# thoughts on Sony A7R / any tricks



## RGF (Feb 27, 2015)

Hi

I have rented a Sony A7R with Metabones IV adapter to try it out on a photo tour next week. I'll be using my canon lens for landscape and realize that AF will a challenge. Only got 1 battery so hope this will work okay. 

If you have a A7R or tried it out, any tricks/tips I should know about it?

If I don't want to go to 50 MP (5Ds), how does this rate as an option?


----------



## bmwzimmer (Feb 27, 2015)

If you're shooting mostly landscapes where AF is not a concern then it's a really good option with the MB adaptors. 
If you want native lenses however, most suck and are out resolved by the sensor. The only native lens that does well is the 55mm 1.8 which scores 29 perceivable pixels out of 36. Their 24-70 f/4 resolves only 15/36mp. 
In comparison, the Canon 24-70 ii resolves 18/22 on the 5D3 and 70-200ii resolves an excellent 21/22 mp.


----------



## Mr1Dx (Feb 28, 2015)

I own A7s + FE 16-35 + FE 35mm + FE 55mm. FE 16-35 f4 OSS is great for landscape. For oversea business travel, I prefer a7s + FE 16-35 f4 oss + FE 55mm over my 1Dx and L lenses.

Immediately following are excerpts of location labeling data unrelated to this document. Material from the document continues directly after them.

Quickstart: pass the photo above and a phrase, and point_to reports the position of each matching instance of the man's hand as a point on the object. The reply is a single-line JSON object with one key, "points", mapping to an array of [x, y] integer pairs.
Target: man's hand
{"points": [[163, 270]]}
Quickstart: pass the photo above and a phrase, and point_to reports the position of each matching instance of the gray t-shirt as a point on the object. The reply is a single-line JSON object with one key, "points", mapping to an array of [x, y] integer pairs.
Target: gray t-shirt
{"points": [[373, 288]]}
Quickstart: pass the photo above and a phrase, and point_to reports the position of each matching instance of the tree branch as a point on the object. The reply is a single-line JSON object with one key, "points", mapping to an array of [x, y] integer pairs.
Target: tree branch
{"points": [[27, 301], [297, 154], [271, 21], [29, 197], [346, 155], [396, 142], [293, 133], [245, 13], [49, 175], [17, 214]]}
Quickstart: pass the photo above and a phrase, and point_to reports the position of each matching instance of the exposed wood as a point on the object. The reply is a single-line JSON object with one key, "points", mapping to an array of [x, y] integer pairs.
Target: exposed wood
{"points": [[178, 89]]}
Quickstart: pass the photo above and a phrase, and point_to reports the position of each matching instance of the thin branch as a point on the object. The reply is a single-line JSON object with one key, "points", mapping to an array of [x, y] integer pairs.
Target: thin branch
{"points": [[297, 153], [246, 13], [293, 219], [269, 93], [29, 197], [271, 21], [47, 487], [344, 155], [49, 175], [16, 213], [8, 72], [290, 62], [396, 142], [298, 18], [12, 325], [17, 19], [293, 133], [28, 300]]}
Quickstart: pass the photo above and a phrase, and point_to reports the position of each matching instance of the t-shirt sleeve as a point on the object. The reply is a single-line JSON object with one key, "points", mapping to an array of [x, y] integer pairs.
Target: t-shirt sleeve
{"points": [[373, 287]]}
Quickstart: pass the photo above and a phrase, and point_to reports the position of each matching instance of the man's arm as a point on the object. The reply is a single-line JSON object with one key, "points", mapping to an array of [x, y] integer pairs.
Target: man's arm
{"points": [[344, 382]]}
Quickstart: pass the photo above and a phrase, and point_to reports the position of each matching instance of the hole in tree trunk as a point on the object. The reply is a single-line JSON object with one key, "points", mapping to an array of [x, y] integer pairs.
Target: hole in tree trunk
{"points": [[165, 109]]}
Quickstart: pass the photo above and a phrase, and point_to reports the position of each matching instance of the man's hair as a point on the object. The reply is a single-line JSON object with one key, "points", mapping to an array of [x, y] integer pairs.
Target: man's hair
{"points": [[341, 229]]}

I would carry at least 3 batteries for 10-12hrs shooting.


----------



## drjlo (Feb 28, 2015)

I have A7r with the Commlite Canon adapter, which apparently works a little better than Metabones IV.
https://www.youtube.com/watch?v=BrrmPDEkuVI

AF speed with adapter is surprisingly fast with Canon 35L, 24-70 f/2.8 II, so if you have these, give them a go. 
Unfortuantely, Canon 100L, 70-200 f/2.8 II are horribly slow with the adapter, unusable really.


----------